In January number, page 20, I noticed an article on black walnut. On its scarcity, value and its quick growth I just wished to speak, and of one in our neighborhood, this county. Two miles distant lives an old widow lady, eighty-seven years of age; there is a black walnut tree growing in her yard. She told me two months ago that she planted it in 1814, sixty-seven years ago. It measured around the trunk one foot from the ground, fifteen feet in circumference. At four feet from ground it was ten feet in circumference. The tree forks about ten feet from the ground, the body being nearly evenly divided. Each of these limbs separate again about nine feet higher. The tree has many large branches further up. It is about sixty feet in height. Of late years a good many limbs have been broken off by storms, ice and fruit.
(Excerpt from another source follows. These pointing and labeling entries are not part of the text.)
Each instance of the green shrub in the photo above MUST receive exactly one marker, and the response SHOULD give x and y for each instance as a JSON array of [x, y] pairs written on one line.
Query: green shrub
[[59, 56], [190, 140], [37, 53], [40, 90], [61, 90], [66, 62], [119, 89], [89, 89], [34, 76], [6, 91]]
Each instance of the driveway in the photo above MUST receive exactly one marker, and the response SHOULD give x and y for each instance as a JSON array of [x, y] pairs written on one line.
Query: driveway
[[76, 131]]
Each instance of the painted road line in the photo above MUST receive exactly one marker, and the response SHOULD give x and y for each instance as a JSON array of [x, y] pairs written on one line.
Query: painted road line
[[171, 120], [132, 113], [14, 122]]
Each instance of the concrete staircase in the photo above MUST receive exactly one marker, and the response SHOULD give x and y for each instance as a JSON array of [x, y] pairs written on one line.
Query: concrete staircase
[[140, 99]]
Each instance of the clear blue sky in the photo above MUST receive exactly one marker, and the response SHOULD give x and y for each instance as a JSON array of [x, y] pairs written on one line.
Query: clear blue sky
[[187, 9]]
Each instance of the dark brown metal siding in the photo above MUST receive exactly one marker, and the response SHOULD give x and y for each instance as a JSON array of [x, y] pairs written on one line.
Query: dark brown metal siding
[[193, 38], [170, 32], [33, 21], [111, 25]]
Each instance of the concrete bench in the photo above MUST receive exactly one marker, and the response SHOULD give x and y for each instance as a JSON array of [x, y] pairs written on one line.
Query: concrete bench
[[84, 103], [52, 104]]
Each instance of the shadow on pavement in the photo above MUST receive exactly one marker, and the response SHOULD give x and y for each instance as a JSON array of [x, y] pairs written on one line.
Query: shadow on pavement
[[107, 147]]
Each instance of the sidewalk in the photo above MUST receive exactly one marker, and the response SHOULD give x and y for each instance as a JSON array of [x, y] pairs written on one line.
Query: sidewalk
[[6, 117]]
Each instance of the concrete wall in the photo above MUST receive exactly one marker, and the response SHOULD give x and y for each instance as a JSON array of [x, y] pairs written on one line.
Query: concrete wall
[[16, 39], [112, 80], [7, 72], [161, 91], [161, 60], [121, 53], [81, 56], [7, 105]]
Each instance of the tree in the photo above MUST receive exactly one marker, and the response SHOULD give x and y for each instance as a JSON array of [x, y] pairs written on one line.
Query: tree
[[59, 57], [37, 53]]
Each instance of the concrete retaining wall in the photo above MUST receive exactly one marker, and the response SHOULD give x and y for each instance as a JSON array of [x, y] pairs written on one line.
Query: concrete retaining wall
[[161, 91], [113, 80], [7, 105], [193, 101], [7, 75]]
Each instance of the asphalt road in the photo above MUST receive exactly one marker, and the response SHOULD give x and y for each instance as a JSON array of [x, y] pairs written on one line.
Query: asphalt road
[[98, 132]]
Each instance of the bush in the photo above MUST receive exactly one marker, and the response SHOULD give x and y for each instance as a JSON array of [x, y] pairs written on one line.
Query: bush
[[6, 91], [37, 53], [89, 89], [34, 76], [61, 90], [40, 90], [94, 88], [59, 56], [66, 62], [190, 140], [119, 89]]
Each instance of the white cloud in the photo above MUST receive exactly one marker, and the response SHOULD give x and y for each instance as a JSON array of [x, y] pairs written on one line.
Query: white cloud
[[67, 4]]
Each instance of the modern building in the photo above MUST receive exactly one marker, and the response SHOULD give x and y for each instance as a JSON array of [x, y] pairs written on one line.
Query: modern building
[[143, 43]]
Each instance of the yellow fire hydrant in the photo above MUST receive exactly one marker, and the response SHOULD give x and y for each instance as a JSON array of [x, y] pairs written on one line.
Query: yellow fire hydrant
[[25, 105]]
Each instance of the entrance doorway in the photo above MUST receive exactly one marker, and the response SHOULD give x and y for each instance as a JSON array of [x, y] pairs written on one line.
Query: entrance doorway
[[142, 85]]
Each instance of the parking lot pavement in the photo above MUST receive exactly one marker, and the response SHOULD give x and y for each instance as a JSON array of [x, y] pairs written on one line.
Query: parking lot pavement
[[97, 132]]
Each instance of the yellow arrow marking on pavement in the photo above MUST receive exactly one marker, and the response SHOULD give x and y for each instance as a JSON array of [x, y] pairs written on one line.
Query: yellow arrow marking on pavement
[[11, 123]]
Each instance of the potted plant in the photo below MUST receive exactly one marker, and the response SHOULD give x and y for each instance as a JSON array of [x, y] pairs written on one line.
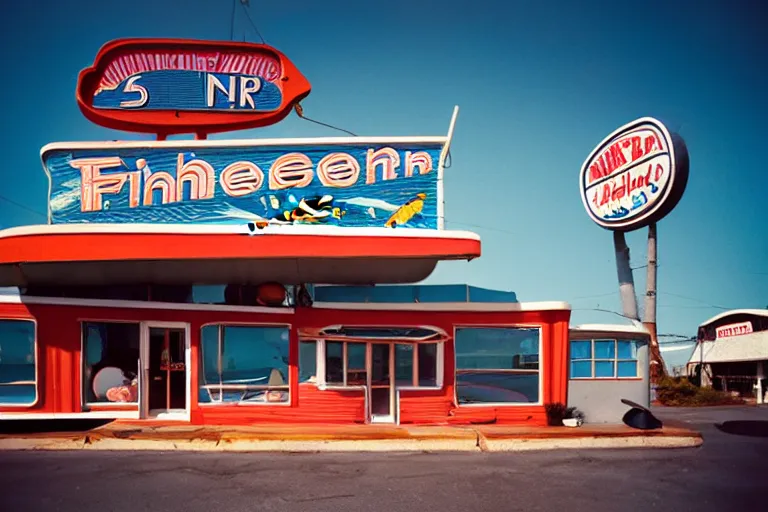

The old lady says that it was about two feet high when planted and had been bearing fruit about fifty-six or fifty-seven years, and she thinks the tree has made over five hundred bushels of walnuts. She told me that it frequently made ten to fifteen bushels in a year, and that she sold eight bushels of last year's crop, getting one dollar per bushel; some years more and some less.

No other trees near this one in the yard; soil, red sand clay; subsoil, rather poor; the ground always clean under the tree. Do not know anything about the sugar-making qualities of the walnut, but would say I did not think there was any sweetness about its bark. I remember digging the roots of black walnut for my mother to dye wool for making winter clothing; it was very customary when I was a boy. The bark of the roots dyes a very nice brown. Walnut is getting scarce in this neighborhood; such as is fit for furniture.